A person who lies is thereby responding to the truth, and he is to that extent respectful of it. When an honest man speaks, he says only what he believes to be true; and for the liar, it is correspondingly indispensable that he considers his statements to be false. For the bullshitter, however, all these bets are off: he is neither on the side of the true nor on the side of the false. His eye is not on the facts at all, as the eyes of the honest man and of the liar are, except insofar as they may be pertinent to his interest in getting away with what he says. He does not care whether the things he says describe reality correctly. He just picks them out, or makes them up, to suit his purpose. – Harry Frankfurt, On Bullshit.
This view has been long in the making. Ronald Dworkin gave it its first, naïve*, formulation in his reply essay to Justice Scalia in A Matter of Interpretation. More recently, Jack Balkin has developed and applied a less philosophically innocent – a more arch version of – the approach. (Balkin’s version – which seeks to legitimize in originalist terms abortion, the administrative state, and affirmative action – comes on the heels of his theory that constitutional law consists in a set of contingent rhetorical devices that theoreticians and practitioners must use to advance their interests. Its cynicism is, in Andrew Koppelman’s word, “disgusting.” See, also, here.)
The CAC has bought into Balkin’s view. The paper it has financed is interesting insofar as it is the first attempt (I know of) to reduce leftwing originalism to a recipe – a series of talking points – usable by practitioners and public intellectuals. It marks another step in the movement’s coming-of-age (and so further sullies its purity). The white paper recommends two basic moves: (1) distinguish between the expectations of the framers (conservative) and what the text they wrote actually means (liberal), and (2) foreground the Constitution’s Amendments – Reconstruction era, Income Tax, etc. – and emphasize their Progressive implications. (It also advances an array of dialectical maneuvers to connect the amended Constitution with the original version – e.g. point to the Preambular goal of developing “a more perfect union” – thereby revealing that its author senses how flat appeals to the Amended Constitution, by itself, would fall.)
The reasons given in favor of leftwing originalism are a schizophrenic – at times absurdly cynical – mishmash of the theoretical and the strategic. For example:
Progressive critics who continue to maintain that the actual meaning of the constitutional text demands regressive and sometimes horrific results are simply ignoring the work of their contemporary colleagues in favor of Robert Bork‘s work in the 1970s, an approach that is becoming less and less defensible by the day. Worse, they are inevitably buttressing the conservative claim that the text of the Constitution, if embraced faithfully, is more in line with conservative rather than progressive values.

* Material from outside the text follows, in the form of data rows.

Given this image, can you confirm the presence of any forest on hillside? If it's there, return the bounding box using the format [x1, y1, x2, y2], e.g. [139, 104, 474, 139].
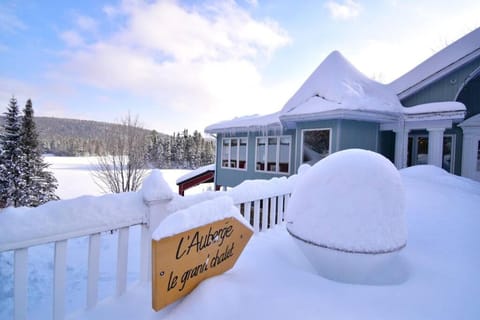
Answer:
[1, 117, 215, 169]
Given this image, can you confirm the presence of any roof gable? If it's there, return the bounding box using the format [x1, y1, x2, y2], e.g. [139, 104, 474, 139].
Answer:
[281, 51, 402, 115]
[389, 28, 480, 99]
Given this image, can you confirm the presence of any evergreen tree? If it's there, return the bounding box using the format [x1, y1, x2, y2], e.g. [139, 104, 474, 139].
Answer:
[20, 99, 58, 207]
[0, 97, 25, 207]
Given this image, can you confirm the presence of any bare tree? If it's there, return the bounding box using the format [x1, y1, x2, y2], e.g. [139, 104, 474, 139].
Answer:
[92, 113, 147, 193]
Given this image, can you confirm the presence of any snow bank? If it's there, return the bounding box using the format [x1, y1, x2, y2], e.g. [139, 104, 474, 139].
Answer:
[176, 163, 215, 184]
[141, 169, 175, 202]
[0, 192, 147, 251]
[152, 196, 252, 240]
[280, 51, 402, 118]
[287, 149, 407, 253]
[227, 175, 297, 203]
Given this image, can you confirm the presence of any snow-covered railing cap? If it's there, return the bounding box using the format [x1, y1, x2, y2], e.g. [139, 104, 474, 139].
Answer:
[142, 169, 174, 203]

An even more egregious example: “Were the Constitution, in whole or in its parts, a thoroughly conservative document, disavowing its text might be the only route to follow” comes from a very different place than “the ultimate justification for following the original meaning of the Constitution is that the enacted text is a legal document. It is the law and universally recognized as such.” (Implying, as these do, that ultimately, the law ought to be followed, but not if it is irredeemably conservative, this turns out to be self-serving [therefore] bullshit.)
Progressives, by contrast [to originalists in the eighties and nineties], seemed to be saying a lot of different things at once and seemed to be coming up with complicated explanations as to why the text of the Constitution could not actually be followed as written. The Left‘s [read: nonoriginalists’] real problem may have been that they were too intellectually honest to endorse simplistic slogans about constitutional interpretation. That said, as between an oversimplified commitment to the words of the Constitution and a sophisticated if somewhat opaque justification for departing from those words, it was no contest.
(How felicitous, then, that the simplistic slogans of the right can be pressed into the left’s service, and then they aren’t simplistic slogans. Presto goes the truth.)
In short, a partisan think tank has put out a disingenuous white paper outlining a political strategy that will probably fail, and pretending it is intellectually serious. Newsflash.
* Everything about Dworkin is naïve (definition: he buys into bullshit) which he admits in Law’s Empire when he refers to the “conceptual optimism” of his theory of law.